Libye: prise de deux importantes villes par les anti-Kadhafi, Syrte résiste

Par La rédaction

BENGHAZI (Libye) (AFP) - (AFP)

Les forces du nouveau régime en Libye ont conquis mercredi les villes de Sebha et Waddan mais ont subi de lourdes pertes dans leur offensive sur Syrte, un autre bastion de l'ex-dirigeant Mouammar Kadhafi.

"Nous contrôlons totalement Sebha.Tout le monde, y compris les pro-Kadhafi, est maintenant avec la révolution", a dit Abdelmajid Seifennasr, chef local au Conseil national de transition (CNT), issu de la rébellion qui a renversé le régime Kadhafi."Quelques individus non organisés essaient de résister".

Selon lui, quatre combattants du nouveau régime et 11 membres des forces pro-Kadhafi ont été tués et un nombre indéterminé de blessés lundi et mardi pendant l'offensive sur cette ville qui abrite une base militaire importante.

Sebha, fief des Kadhadfa dans le désert, la tribu de Mouammar Kadhafi, à 750 km au sud de Tripoli, constituait un important objectif des combattants pro-CNT avec l'oasis de Djofra, à 300 km plus au nord-est.

La ville de Waddan, dans l'oasis de Djofra, a également été "libérée" et désormais l'ensemble de la région est contrôlée à environ 70% par le CNT, selon le responsable local Moustapha el-Houni.L'oasis compte environ 75.000 habitants et regroupe les villes de Waddan, Houn, Sokna et Zila.

Selon des responsables du CNT, la direction des opérations militaires des pro-Kadhafi est située à Houn et ces derniers disposent d'un important stock d'armes dans cette région.

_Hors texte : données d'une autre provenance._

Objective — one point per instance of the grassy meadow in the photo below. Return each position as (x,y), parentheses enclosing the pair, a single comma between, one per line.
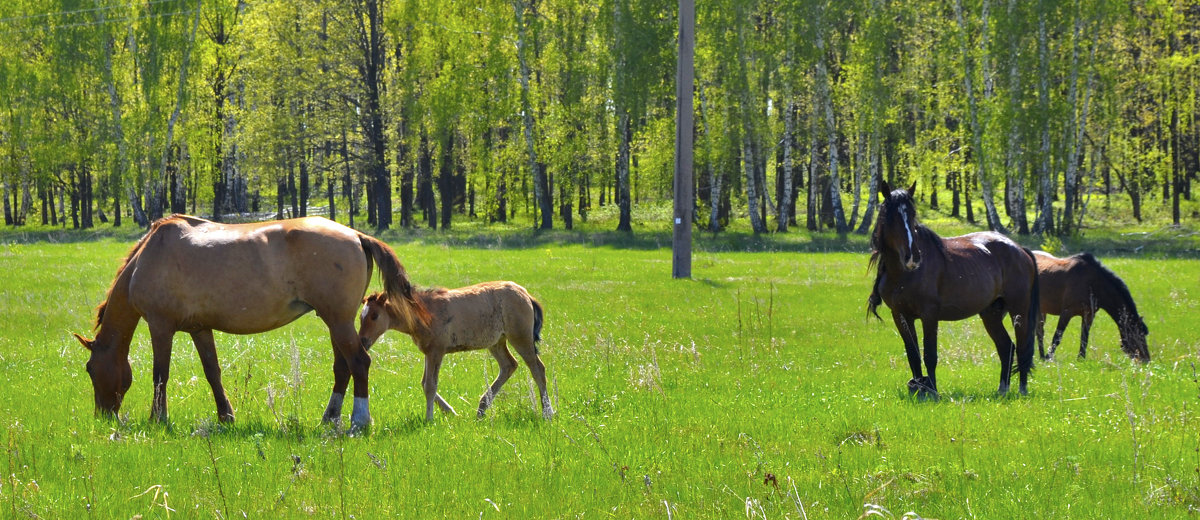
(756,389)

A une centaine de km au sud de Sebha, des combats se déroulaient entre les localités d'Oum al-Aranib et Mourzuq, selon un commandant militaire.

 En revanche, à Syrte (360 km à l'est de Tripoli) où se déroulent d'âpres combats depuis le lancement de l'offensive le 15 septembre, les pro-CNT ont enregistré de lourdes pertes avec la mort d'au moins 45 combattants, selon des sources médicales.Plus de 200 ont été blessés.

"L'offensive sur Syrte a coûté cher en pertes humaines", a indiqué à l'AFP Souheig Abou Garza à Misrata, une ville à 150 km à l'est de Syrte, où les victimes des combats sont transportées.

Seize blessés graves ont été évacués par un avion qatari vers Malte pour soulager les hôpitaux de Misrata débordés depuis l'offensive sur Syrte, selon le Dr Mahmoud al-Bakhouch.

Mercredi, six explosions ont secoué Syrte, région natale de l'ex-leader en fuite, au moment où des avions de l'OTAN survolaient la ville, a constaté un photographe de l'AFP.La veille, plusieurs bâtiments militaires et six lanceurs de missiles ont été détruits à proximité par des frappes de l'OTAN.

Les combattants du nouveau régime ont pu entrer dans Syrte par l'ouest et le sud, mais ils continuent à se battre sur le front est de la ville.Les pro-Kadhafi y opposent une forte résistance.

"La majorité des habitants à Syrte est avec Kadhafi", a estimé Zouber al-Gadir, un commandant militaire.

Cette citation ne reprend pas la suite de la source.